She didn’t wait for their exit to defend herself. “It’s not
my
legs that are the problem. That Frenchie—”

“As Mrs. Hemple said, your legs are not an appropriate subject for discussion.”

The cold rebuttal startled her. The door shut softly behind the servants, closing her into silence with him. He put his hands behind his back and set his jaw, doubtless waiting for an apology from her, some groveling plea for failing his bloody expectations. Well, he could think again! “If you’re to lecture me on manners,” she said, “you might try them out yourself. Shooing people away like flies, not sparing them a word of farewell—”

St. Maur lifted his brows. “No. One doesn’t owe the staff such courtesy.”

“Then it’s not courtesy,” she said. “If it’s only to be used around certain people, it’s
hypocrisy
.”

“An interesting perspective,” he said calmly, “but
irrelevant for our purposes. Manners are merely a game, Nell. As with all games, one applies the rules in particular situations, but not in others.”

She’d heard similar logic before. “That sounds like the rules of a cheater.”

“Goodness.” He pulled out his gold pocket watch and flipped it open to regard the time. “A moralist, are you?”

“I don’t like hypocrisy,” she said flatly. “Showing a different face to different people.” She’d always known the world was unjust, but she’d not been prepared for firsthand evidence of how easily the fortunate ignored the injustice. Let them dress up their blindness as
good manners
, if they liked, but she wanted none of it.

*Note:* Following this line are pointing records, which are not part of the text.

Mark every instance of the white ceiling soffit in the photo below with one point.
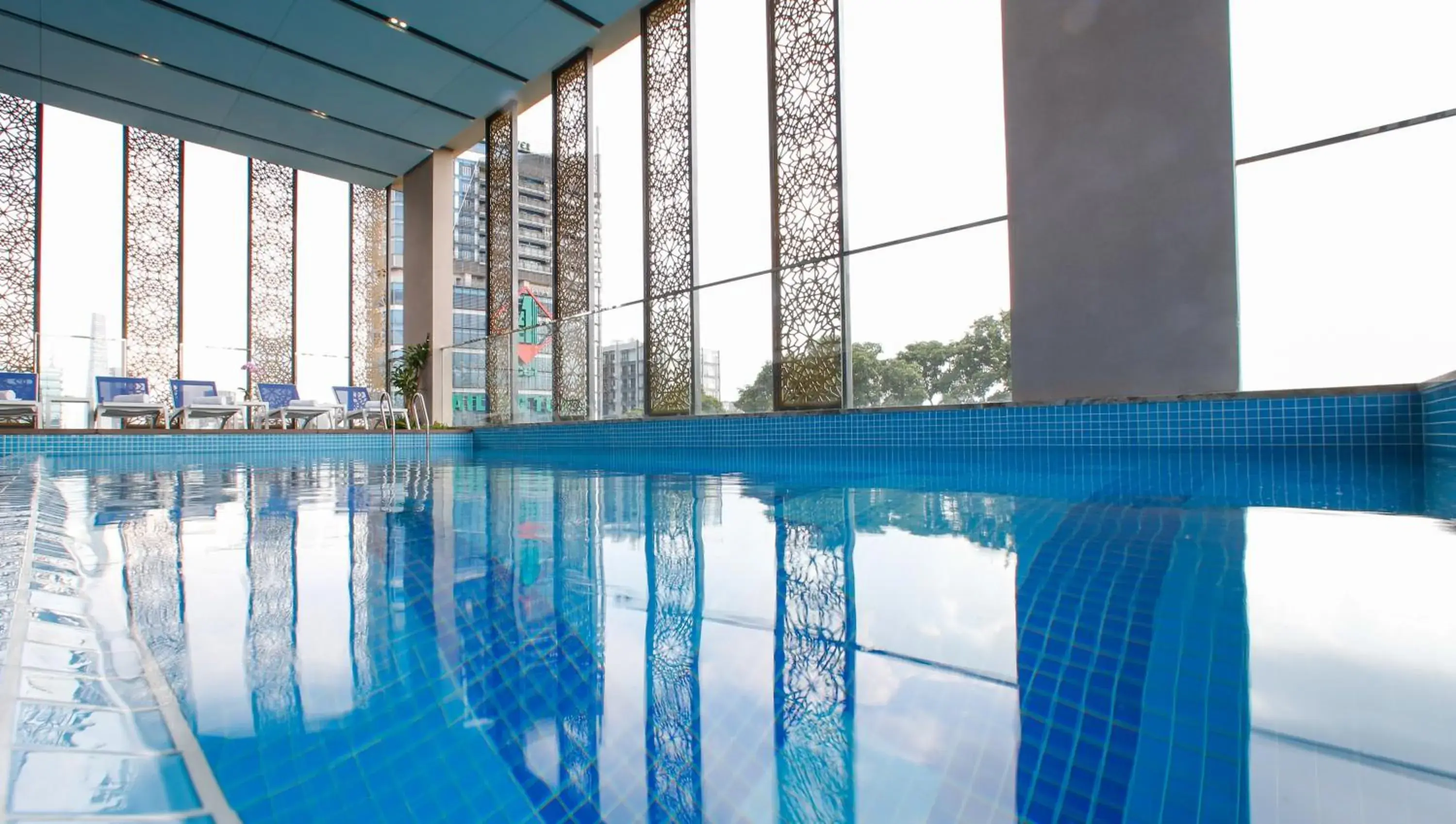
(354, 89)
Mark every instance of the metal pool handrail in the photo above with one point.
(424, 408)
(388, 405)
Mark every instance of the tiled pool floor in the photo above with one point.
(491, 641)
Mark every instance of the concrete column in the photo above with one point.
(429, 279)
(1120, 187)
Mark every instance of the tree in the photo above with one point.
(979, 366)
(758, 396)
(932, 359)
(884, 382)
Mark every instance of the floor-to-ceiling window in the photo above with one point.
(619, 335)
(215, 267)
(324, 286)
(1344, 268)
(928, 318)
(81, 258)
(731, 149)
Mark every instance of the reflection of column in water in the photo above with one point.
(155, 593)
(360, 570)
(813, 659)
(271, 532)
(1120, 605)
(675, 626)
(579, 661)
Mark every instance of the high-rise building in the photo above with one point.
(624, 378)
(533, 287)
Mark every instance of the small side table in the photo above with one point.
(251, 410)
(46, 408)
(335, 415)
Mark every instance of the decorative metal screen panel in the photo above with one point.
(19, 231)
(814, 657)
(675, 626)
(500, 267)
(271, 222)
(152, 324)
(667, 178)
(369, 279)
(807, 187)
(571, 161)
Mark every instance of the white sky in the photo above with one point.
(1344, 255)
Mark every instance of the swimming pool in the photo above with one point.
(1047, 635)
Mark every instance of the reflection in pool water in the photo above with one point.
(512, 643)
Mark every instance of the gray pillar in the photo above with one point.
(429, 279)
(1120, 187)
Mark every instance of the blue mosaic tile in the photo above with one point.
(408, 445)
(1373, 420)
(1439, 412)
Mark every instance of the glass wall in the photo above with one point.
(1305, 70)
(931, 321)
(215, 267)
(322, 312)
(736, 334)
(83, 270)
(731, 139)
(81, 260)
(1344, 270)
(928, 319)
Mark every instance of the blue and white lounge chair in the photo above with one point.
(286, 408)
(357, 407)
(18, 398)
(199, 399)
(127, 398)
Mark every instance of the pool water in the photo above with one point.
(1076, 638)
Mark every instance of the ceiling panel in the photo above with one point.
(254, 115)
(369, 47)
(19, 46)
(132, 79)
(244, 75)
(260, 18)
(312, 86)
(299, 161)
(608, 11)
(28, 8)
(542, 43)
(142, 28)
(477, 91)
(472, 25)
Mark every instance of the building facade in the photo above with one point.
(533, 289)
(624, 378)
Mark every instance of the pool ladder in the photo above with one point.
(421, 417)
(424, 410)
(388, 408)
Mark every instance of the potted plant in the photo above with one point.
(251, 375)
(405, 375)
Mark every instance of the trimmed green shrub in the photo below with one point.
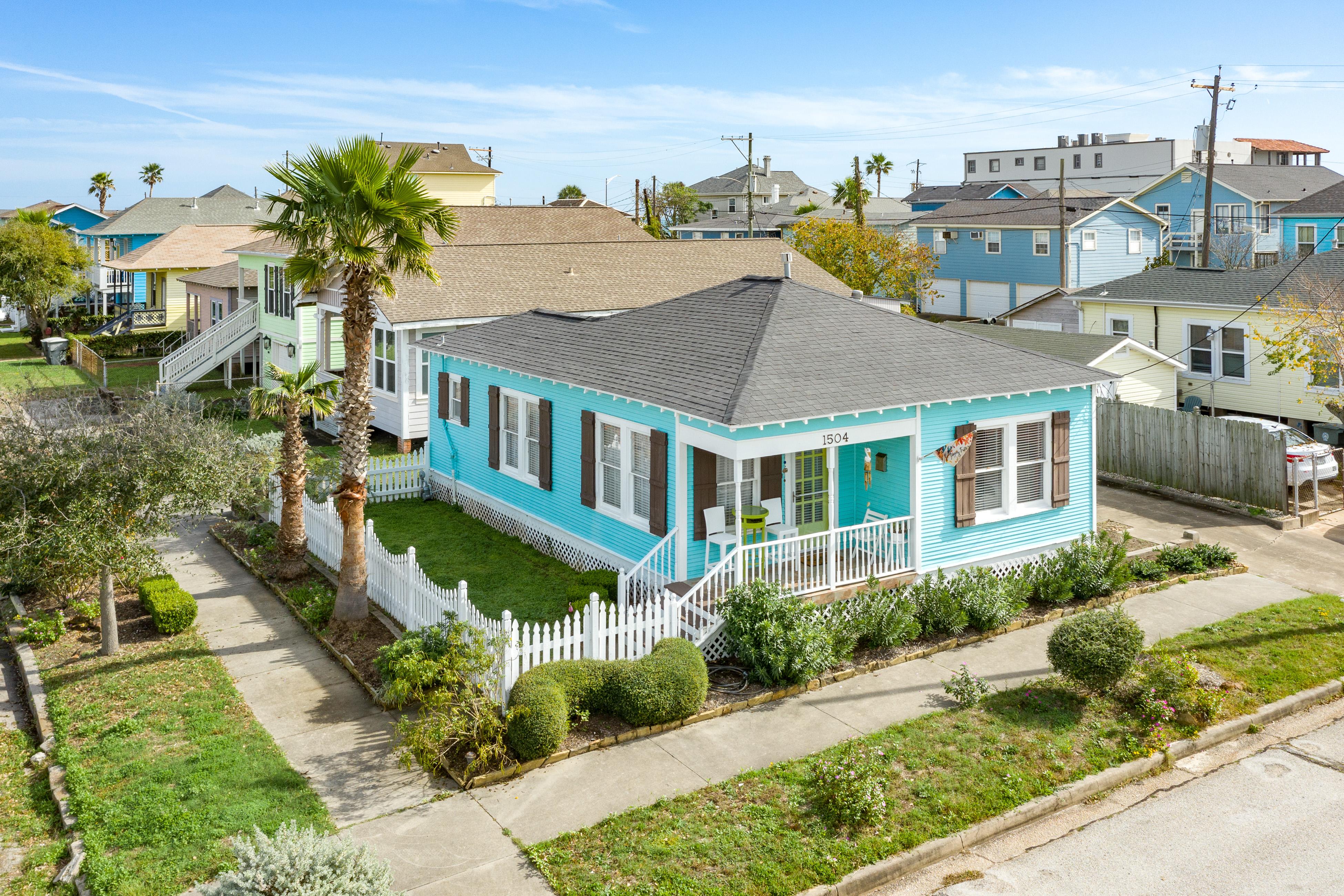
(987, 600)
(937, 608)
(1184, 561)
(1097, 649)
(297, 862)
(780, 637)
(670, 683)
(171, 608)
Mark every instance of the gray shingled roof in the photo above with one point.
(1081, 348)
(162, 214)
(761, 350)
(1217, 287)
(967, 191)
(1026, 213)
(1323, 202)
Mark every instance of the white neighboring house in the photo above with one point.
(1143, 375)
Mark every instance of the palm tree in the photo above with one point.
(354, 215)
(292, 397)
(879, 166)
(101, 184)
(152, 174)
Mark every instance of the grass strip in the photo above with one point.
(164, 761)
(758, 835)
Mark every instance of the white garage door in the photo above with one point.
(944, 297)
(1027, 292)
(986, 299)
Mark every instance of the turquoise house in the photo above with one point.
(656, 441)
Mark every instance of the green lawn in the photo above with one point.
(500, 571)
(164, 762)
(29, 820)
(757, 833)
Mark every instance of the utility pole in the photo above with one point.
(1214, 89)
(1063, 240)
(858, 195)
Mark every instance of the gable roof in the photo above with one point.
(162, 214)
(186, 246)
(1280, 145)
(1080, 348)
(947, 193)
(1214, 287)
(222, 276)
(492, 281)
(1264, 183)
(745, 353)
(437, 158)
(1323, 202)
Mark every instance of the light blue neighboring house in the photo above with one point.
(1314, 225)
(1246, 203)
(619, 441)
(996, 254)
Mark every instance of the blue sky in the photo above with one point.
(580, 92)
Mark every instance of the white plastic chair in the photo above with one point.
(775, 520)
(715, 532)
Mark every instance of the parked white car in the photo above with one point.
(1302, 448)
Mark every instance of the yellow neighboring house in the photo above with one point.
(181, 252)
(449, 172)
(1209, 319)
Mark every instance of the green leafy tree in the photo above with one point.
(866, 258)
(879, 166)
(151, 175)
(291, 398)
(100, 186)
(353, 214)
(40, 268)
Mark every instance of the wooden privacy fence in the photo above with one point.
(1209, 456)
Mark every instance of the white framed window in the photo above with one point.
(726, 492)
(624, 467)
(385, 360)
(521, 436)
(1217, 351)
(1012, 467)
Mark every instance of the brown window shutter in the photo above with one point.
(1060, 459)
(658, 483)
(706, 488)
(494, 393)
(967, 481)
(543, 438)
(772, 477)
(588, 460)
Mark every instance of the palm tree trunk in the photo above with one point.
(294, 539)
(357, 410)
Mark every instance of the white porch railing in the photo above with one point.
(210, 350)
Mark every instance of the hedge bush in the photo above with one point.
(670, 683)
(1097, 649)
(171, 608)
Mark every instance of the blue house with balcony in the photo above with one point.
(1246, 205)
(760, 429)
(996, 254)
(1314, 225)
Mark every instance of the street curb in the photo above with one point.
(889, 869)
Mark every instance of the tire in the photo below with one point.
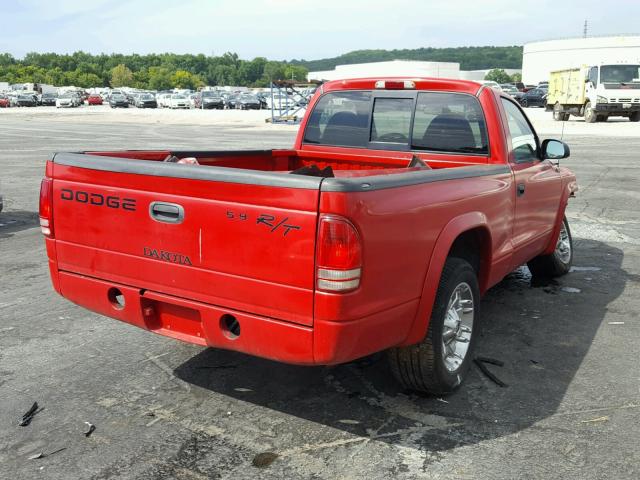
(423, 366)
(589, 114)
(559, 262)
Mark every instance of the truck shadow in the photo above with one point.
(15, 221)
(540, 330)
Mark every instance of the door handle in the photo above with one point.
(166, 212)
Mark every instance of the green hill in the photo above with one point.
(470, 58)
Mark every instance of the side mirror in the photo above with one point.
(554, 149)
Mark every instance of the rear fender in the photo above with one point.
(445, 240)
(569, 188)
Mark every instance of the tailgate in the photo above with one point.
(235, 238)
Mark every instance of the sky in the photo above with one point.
(300, 29)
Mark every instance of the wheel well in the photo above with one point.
(474, 246)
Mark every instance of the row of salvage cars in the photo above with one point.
(206, 99)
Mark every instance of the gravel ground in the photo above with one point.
(167, 410)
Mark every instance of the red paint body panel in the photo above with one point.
(221, 260)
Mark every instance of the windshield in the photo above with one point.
(619, 73)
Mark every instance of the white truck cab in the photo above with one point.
(596, 92)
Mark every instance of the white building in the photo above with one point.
(394, 68)
(478, 75)
(541, 58)
(402, 68)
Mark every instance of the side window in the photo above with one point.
(340, 119)
(523, 140)
(391, 120)
(449, 122)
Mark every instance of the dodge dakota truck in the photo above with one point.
(400, 204)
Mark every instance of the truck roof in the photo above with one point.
(421, 83)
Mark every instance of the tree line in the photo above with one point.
(169, 70)
(153, 71)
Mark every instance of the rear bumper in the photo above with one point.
(203, 324)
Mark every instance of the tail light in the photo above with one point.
(339, 256)
(46, 207)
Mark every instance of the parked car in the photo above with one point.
(67, 100)
(49, 99)
(177, 100)
(247, 101)
(492, 84)
(536, 97)
(280, 101)
(118, 100)
(509, 89)
(262, 97)
(94, 99)
(26, 100)
(230, 100)
(146, 100)
(379, 237)
(208, 99)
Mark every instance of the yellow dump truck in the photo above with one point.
(595, 92)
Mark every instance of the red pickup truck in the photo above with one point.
(400, 204)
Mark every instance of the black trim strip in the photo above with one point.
(220, 153)
(194, 172)
(262, 178)
(381, 182)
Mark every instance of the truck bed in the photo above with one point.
(246, 243)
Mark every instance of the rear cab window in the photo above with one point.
(439, 122)
(523, 140)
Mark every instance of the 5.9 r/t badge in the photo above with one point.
(272, 222)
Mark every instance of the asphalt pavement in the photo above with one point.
(167, 410)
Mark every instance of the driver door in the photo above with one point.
(537, 187)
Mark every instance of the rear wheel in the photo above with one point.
(589, 113)
(439, 363)
(559, 262)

He snapped the watch shut and tucked it away again. “How far will this dislike guide you?” he asked. “Would you be a hypocrite, for instance, for learning to alter your speech?”

“I expect I would, if I actually cared to try.”

“Yet I notice you’re already capable of speaking more genteelly when you choose to do so. Were you always a hypocrite, then?” He smiled. “Or do I inspire you?”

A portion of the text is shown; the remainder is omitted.